齋藤孝さんと言えば、続々と本を出版しながら、テレビに出演し、講演をこなしと、最も多忙な人の一人ではないかと思います。これまで齋藤孝さんの本はほとんど読んだことはありませんでしたが、そんな超多忙な人がどのような工夫をしながら読書をしているのか興味を持ち、書店で目に付いたこの本を手に取りました。

読書には大きく分けて速読と精読があります。速読ではいかに短い時間でその本のエッセンスを理解し、あるいは必要な情報をインプットするかが重要になります。この本では、読書の目的と締め切りを設定することがいかに読書を効果的なものにするかを強調しています。速読を効果的に行うためには集中力が必要となりますので、このことはよくわかります。
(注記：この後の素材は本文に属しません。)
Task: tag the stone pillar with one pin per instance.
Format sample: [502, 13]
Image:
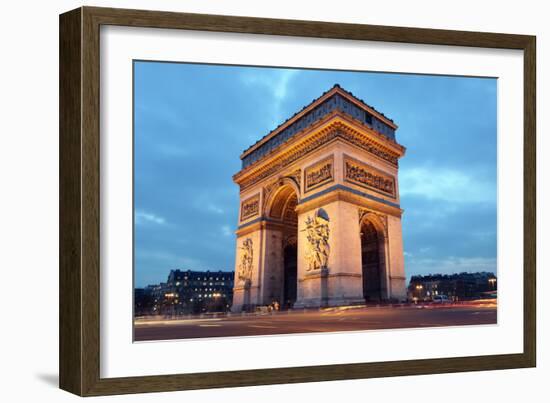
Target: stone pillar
[340, 283]
[396, 288]
[246, 291]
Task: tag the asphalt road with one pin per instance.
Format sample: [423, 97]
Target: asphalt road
[333, 320]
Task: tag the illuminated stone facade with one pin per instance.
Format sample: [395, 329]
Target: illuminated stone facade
[320, 219]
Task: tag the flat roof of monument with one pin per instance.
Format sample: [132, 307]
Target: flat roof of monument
[332, 99]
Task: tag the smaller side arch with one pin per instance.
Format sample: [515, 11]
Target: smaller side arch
[374, 256]
[278, 196]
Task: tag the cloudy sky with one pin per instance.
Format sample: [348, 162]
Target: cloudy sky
[193, 121]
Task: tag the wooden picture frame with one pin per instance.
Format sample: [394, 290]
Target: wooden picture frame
[79, 349]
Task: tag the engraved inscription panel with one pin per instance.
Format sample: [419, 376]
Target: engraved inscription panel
[366, 176]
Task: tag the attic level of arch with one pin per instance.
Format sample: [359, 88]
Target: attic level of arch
[336, 127]
[336, 99]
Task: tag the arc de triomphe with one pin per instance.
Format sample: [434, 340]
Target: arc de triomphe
[320, 219]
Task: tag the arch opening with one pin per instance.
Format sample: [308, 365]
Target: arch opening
[283, 210]
[372, 261]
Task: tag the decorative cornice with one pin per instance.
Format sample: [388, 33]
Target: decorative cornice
[315, 104]
[337, 127]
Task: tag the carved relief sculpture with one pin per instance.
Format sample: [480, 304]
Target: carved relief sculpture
[250, 207]
[318, 248]
[369, 177]
[245, 267]
[319, 174]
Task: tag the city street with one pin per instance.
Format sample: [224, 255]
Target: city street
[328, 320]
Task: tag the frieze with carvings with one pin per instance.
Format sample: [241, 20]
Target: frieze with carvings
[250, 207]
[366, 176]
[314, 144]
[319, 174]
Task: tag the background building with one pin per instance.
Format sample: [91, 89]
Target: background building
[455, 286]
[186, 292]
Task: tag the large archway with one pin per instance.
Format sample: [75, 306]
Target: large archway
[372, 262]
[283, 211]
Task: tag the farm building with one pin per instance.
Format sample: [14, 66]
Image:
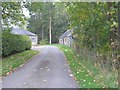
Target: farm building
[32, 36]
[66, 38]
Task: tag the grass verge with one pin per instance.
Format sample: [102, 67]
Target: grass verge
[10, 63]
[86, 74]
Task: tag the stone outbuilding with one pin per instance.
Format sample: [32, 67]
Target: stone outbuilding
[31, 35]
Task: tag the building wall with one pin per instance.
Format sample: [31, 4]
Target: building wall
[34, 39]
[66, 41]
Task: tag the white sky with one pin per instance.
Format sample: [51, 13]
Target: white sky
[26, 12]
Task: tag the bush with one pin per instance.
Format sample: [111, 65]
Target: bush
[14, 43]
[43, 42]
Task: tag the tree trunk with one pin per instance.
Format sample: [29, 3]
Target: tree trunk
[50, 31]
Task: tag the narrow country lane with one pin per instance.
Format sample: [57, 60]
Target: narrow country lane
[48, 69]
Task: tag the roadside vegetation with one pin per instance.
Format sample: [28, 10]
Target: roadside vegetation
[12, 62]
[86, 73]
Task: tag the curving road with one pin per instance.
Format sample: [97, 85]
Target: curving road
[48, 69]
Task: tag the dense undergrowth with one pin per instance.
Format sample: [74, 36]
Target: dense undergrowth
[86, 73]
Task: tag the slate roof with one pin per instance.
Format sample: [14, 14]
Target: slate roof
[67, 33]
[22, 32]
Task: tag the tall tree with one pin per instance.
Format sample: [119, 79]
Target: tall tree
[12, 13]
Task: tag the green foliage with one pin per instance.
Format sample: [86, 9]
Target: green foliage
[86, 73]
[39, 20]
[12, 13]
[14, 61]
[14, 43]
[44, 42]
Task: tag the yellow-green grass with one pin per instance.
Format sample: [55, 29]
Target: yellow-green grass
[86, 74]
[10, 63]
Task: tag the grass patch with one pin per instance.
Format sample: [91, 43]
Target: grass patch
[10, 63]
[86, 73]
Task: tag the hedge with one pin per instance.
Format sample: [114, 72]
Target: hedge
[12, 43]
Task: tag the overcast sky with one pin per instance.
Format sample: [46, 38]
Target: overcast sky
[26, 12]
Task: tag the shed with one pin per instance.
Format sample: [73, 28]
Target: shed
[31, 35]
[66, 38]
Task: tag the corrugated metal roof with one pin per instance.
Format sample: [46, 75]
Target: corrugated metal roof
[22, 32]
[67, 33]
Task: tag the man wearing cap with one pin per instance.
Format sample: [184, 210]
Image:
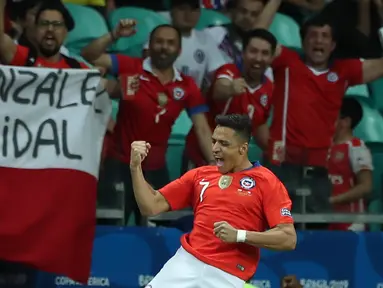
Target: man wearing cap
[53, 22]
[200, 56]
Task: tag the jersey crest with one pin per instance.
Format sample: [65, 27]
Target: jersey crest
[247, 183]
[162, 99]
[264, 100]
[332, 77]
[199, 56]
[225, 181]
[178, 93]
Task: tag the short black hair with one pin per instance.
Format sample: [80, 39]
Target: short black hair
[60, 7]
[352, 109]
[318, 21]
[179, 35]
[236, 2]
[241, 124]
[194, 4]
[262, 34]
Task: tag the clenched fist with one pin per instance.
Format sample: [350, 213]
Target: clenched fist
[239, 86]
[225, 232]
[125, 28]
[139, 151]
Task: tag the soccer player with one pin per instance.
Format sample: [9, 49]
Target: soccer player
[241, 92]
[307, 98]
[349, 166]
[150, 113]
[234, 203]
[53, 22]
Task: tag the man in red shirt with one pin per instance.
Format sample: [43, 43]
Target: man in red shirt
[349, 166]
[53, 22]
[306, 101]
[241, 92]
[236, 200]
[149, 112]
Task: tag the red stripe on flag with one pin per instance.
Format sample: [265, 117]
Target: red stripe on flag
[48, 219]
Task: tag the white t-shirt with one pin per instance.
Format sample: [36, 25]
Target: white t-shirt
[360, 158]
[218, 34]
[200, 56]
一方精読については、音読することと書くことの効果を強調しています。目だけではなく耳や手を使えば、本の内容が身につきやすくなるというのは感覚的に理解できます。ずいぶん昔の話ですが、試験勉強などでは覚える内容をつぶやいたり手を動かして書きなぐることで暗記するという方法が効果的でした。もちろん、三色ボールペン方式も登場します。

そして、読書の最終的な目的はアウトプットすることです。読書によってインプットしたものを自分なりに消化してアウトプットできれば、それは自分のものにできたと言えるでしょう。

僕は読書が好きな方だとは思いますが、いくら本を読んでも頭に残らず、ましてやアウトプットができないというのが悩みの種でした。この本は、重要なポイントが太字になっているので、この太字を読むだけでも十分内容を理解できます。その点では速読の練習に丁度良いと言えるでしょう。

読書の達人の体系化された読書法を学ぶことは、これからの読書生活をより充実したもの上で、大いに役立つでしょう。過去に記事にした佐藤優さんの『読書の技法』をあわせて読むと、さらに面白いと思います。